The team created a stainless-steel reservoir to support the bubble panel and contain the necessary equipment, and a stainless-steel cover for both the reservoir and bottom of the bubble panel, to conceal the base.
“Our clients ask more questions about lighting and controllability to add another dynamic layer to their features, says Rob Morton, director of sales and marketing at Bluworld. "So we now offer many options for color-changing lights and water flow, including a control-panel system that allows different programming," says Morton. This type of control allows the designer to change the water feature so that a person walking by only 10 minutes later would see a totally different feature both in color and water pattern.

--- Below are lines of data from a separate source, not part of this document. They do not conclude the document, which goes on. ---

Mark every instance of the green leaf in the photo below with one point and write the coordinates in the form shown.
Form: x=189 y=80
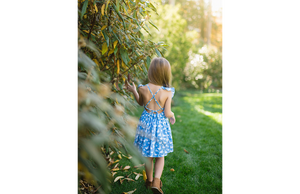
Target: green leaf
x=116 y=37
x=153 y=8
x=124 y=55
x=118 y=5
x=104 y=48
x=116 y=50
x=84 y=6
x=115 y=8
x=148 y=61
x=153 y=25
x=106 y=37
x=157 y=52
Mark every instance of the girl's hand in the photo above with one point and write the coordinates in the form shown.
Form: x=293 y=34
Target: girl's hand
x=128 y=87
x=172 y=120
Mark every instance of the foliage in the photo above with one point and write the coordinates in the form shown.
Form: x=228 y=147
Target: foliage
x=179 y=41
x=109 y=47
x=203 y=68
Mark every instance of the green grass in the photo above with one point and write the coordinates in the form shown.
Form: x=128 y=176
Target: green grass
x=200 y=129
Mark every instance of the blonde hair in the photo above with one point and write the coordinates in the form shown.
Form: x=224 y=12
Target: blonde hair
x=159 y=72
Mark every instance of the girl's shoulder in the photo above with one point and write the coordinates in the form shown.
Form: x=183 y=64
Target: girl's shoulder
x=171 y=89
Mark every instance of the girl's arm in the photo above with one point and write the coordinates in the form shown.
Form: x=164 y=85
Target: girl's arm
x=168 y=113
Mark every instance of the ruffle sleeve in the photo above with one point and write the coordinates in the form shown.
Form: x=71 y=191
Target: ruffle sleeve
x=169 y=89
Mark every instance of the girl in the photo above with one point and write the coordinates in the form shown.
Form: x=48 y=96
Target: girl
x=153 y=135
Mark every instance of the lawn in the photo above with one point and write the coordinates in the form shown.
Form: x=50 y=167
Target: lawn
x=199 y=130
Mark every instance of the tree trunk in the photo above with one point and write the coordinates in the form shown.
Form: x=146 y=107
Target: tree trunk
x=202 y=20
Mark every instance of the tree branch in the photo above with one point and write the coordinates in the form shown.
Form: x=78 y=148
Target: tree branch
x=93 y=24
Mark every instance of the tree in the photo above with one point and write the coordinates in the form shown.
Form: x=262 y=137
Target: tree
x=177 y=39
x=110 y=49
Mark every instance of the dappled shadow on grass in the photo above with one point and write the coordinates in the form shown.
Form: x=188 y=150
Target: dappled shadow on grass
x=198 y=171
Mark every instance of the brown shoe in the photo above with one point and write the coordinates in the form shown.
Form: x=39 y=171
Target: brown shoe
x=156 y=186
x=148 y=184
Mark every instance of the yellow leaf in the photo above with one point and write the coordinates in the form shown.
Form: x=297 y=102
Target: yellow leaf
x=104 y=48
x=115 y=43
x=144 y=175
x=102 y=9
x=117 y=178
x=103 y=27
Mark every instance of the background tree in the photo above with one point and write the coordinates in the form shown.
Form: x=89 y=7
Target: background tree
x=110 y=49
x=177 y=38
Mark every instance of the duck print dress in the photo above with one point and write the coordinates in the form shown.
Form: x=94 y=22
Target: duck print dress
x=153 y=134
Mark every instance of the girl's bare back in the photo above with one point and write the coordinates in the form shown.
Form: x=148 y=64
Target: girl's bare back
x=161 y=96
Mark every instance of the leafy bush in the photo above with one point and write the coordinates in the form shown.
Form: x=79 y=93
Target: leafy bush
x=109 y=48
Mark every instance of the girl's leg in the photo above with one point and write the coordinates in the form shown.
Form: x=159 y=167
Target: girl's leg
x=159 y=166
x=149 y=169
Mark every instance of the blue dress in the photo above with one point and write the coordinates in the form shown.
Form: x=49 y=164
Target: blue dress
x=153 y=134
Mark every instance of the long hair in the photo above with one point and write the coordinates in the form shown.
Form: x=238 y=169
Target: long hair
x=159 y=72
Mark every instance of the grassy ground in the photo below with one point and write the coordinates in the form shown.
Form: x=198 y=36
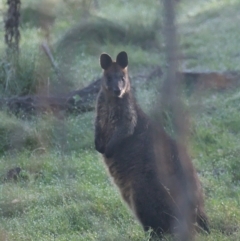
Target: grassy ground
x=64 y=192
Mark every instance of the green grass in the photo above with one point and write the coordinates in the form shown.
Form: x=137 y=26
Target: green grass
x=64 y=191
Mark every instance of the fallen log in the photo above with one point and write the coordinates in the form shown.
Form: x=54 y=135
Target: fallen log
x=83 y=100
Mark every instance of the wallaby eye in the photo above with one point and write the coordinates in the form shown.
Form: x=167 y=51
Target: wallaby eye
x=109 y=79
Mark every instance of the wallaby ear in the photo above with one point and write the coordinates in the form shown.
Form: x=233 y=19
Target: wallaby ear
x=122 y=59
x=105 y=61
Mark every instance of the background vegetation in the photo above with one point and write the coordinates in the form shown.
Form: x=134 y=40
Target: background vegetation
x=63 y=191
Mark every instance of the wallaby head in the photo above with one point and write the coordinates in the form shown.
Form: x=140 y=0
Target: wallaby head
x=115 y=77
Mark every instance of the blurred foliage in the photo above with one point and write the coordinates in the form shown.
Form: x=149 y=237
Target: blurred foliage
x=64 y=192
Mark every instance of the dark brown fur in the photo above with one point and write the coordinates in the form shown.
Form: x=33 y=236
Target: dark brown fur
x=163 y=191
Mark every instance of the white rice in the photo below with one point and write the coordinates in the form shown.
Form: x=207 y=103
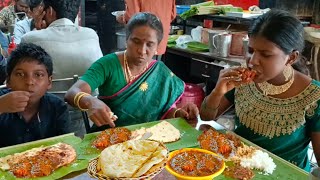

Previous client Midstate Medical Center asked for a frameless water feature with the water on the back side of the glass, to avoid splashing and human contact, which can result in contamination. Bluworld created a fully integrated rolling ladder system, concealed in a 24-inch-deep space along the side, and attached it all to brackets on the ceiling. Clear tempered glass panels give a frameless appearance to the 20-foot-by-15-foot design. The possibilities are limitless.